No había mucha gente a aquella hora. Sus dedos enguantados se apretaron en la valla, y miró con ansiedad la pasarela del avión cuando este tomó tierra firme.
Descendió una anciana, seguida de una señorita de compañía que sostenía en sus brazos un perro pequinés. Un caballero entrado en años. Un grupo de estudiantes; al menos, eso parecían por su aspecto un tanto desaliñado. Luego supo que se trataba de un grupo perteneciente a una orquesta. Después, descendió Andrews. Alto y firme, arrogante, vestido de oscuro, con un portafolios en la mano. El flexible en la otra, sin mirar a parte alguna.
No la vio.
Ella le siguió con los ojos. Observó que atravesaba la pista y se dirigía a la parada de taxis.
Se hallaba a corta distancia, y pudo oír la voz clara y vibrante de Iris.
—Andrews…
Se detuvo en seco, pero no volvió en seguida la cabeza.
Cuando lo hizo, Iris se hallaba con los dedos asidos a la portezuela del auto descapotable. Él dudó un segundo. Después, avanzó hacia ella.
—¿Qué haces aquí? —preguntó cortés, pero sin emoción ni interés.
—He venido a buscarte —replicó Iris en el mismo tono—. Pensé que regresarías hoy, y he venido…
Titubeó. Miró el auto, la miró a ella sin expresión definida. Después, se alzó de hombros.
—Está bien. Eres… muy amable.
—¿Subes?
—Por supuesto.
—Si lo deseas…, conduzco yo.
—Claro.
Entró ella primero y empuñó el volante, recogiendo su abrigo de ante azul azafata. Andrews entró por la otra portezuela. Puso el portafolios y el abrigo en las rodillas y encendió un cigarrillo.
—¿Quieres? —preguntó amable.
—No fumo conduciendo.
El auto dio la vuelta a una glorieta, dejó atrás la autopista y se lanzó a la carretera general.
Un silencio.
No parecía Andrews dispuesto a romperlo. Iris no se dio cuenta hasta aquel instante de que unos hilos de plata brillaban en los aladares de la cabeza de su marido. Tenía también dos profundos surcos en la frente, y unas rayas en torno a la comisura de la boca.
¿Envejecía Andrews?
Envejecía.
Hacía dos meses que apenas sí se veían; de modo que verlo en aquel instante le produjo una rara e intensa emoción. Claro que no supo ni quiso definirla, y mucho menos manifestarla.

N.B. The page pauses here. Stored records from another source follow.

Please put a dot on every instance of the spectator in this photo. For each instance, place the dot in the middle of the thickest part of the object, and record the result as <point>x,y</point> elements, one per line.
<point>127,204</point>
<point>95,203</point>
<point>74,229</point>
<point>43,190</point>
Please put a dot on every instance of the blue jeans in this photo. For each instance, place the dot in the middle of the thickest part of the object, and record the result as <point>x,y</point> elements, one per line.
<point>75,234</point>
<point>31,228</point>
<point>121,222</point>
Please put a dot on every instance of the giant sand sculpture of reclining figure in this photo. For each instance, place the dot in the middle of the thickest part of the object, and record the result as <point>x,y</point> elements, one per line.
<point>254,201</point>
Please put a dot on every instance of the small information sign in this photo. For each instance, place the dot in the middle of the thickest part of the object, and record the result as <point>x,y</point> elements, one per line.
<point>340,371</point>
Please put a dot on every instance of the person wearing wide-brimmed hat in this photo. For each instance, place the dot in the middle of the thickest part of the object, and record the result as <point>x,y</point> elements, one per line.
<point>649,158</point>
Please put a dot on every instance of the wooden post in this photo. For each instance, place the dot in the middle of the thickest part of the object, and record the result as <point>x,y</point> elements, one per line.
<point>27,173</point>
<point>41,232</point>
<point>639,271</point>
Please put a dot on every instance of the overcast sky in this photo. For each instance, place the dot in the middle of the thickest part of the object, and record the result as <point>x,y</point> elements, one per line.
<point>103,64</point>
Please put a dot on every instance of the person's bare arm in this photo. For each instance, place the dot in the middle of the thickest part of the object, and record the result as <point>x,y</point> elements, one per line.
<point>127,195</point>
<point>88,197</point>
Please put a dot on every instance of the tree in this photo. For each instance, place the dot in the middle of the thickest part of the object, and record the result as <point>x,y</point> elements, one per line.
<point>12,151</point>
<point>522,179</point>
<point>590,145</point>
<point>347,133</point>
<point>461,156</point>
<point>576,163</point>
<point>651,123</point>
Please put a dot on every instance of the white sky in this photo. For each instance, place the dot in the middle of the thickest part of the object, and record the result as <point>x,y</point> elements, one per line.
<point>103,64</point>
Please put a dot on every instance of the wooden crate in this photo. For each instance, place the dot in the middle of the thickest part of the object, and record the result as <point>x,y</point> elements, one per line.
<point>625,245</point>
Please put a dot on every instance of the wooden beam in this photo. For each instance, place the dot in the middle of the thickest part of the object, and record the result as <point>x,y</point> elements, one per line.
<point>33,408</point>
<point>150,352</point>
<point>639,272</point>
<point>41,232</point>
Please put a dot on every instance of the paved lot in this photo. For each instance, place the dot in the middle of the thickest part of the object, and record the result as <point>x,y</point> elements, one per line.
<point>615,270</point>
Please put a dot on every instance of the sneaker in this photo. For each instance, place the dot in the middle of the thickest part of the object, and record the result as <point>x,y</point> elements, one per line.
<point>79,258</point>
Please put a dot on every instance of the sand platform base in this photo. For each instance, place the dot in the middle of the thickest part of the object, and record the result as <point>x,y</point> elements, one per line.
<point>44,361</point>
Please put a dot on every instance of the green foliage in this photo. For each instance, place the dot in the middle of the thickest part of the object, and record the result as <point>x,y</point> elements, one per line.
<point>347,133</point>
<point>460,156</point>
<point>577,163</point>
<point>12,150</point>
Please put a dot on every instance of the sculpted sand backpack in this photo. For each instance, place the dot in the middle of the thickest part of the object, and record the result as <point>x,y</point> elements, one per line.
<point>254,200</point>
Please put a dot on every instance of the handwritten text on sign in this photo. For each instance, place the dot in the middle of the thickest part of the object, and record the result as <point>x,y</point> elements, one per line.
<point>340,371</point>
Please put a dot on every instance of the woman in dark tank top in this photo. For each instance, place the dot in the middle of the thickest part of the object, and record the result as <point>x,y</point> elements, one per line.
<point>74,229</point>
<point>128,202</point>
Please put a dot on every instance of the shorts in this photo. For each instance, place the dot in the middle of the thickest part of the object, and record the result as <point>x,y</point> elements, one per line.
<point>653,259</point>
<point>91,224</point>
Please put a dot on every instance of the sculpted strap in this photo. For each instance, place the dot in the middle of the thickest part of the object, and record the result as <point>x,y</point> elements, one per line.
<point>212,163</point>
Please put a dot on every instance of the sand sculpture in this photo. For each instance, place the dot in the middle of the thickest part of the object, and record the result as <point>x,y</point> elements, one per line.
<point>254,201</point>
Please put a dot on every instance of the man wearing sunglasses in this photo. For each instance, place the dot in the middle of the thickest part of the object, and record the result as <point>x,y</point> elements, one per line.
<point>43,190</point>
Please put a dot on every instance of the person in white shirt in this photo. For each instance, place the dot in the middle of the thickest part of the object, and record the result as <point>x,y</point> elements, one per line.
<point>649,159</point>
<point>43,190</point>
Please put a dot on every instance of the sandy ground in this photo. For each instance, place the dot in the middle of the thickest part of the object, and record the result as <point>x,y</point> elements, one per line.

—Has sido muy amable viniendo —dijo él, como deseoso de romper el embarazoso silencio.
—No he venido a buscarte solo por complacerte o evitarte un viaje a la ciudad en auto alquilado, Andrews. He venido para hablar contigo.
Tenía una seguridad desusada su voz. Ni emoción ni temblor. Distinta a la voz algo titubeante de Iris Murhy.
Se volvió un poco.
Tenía el pitillo apretado entre los labios, y hubo de quitarlo para decir de modo raro:
—¿Hablar conmigo… tú?
—Sí.
—Bien —fumó de nuevo, expeliendo el humo hasta dejar sus facciones difuminadas entre las espesas volutas—. Te escucho.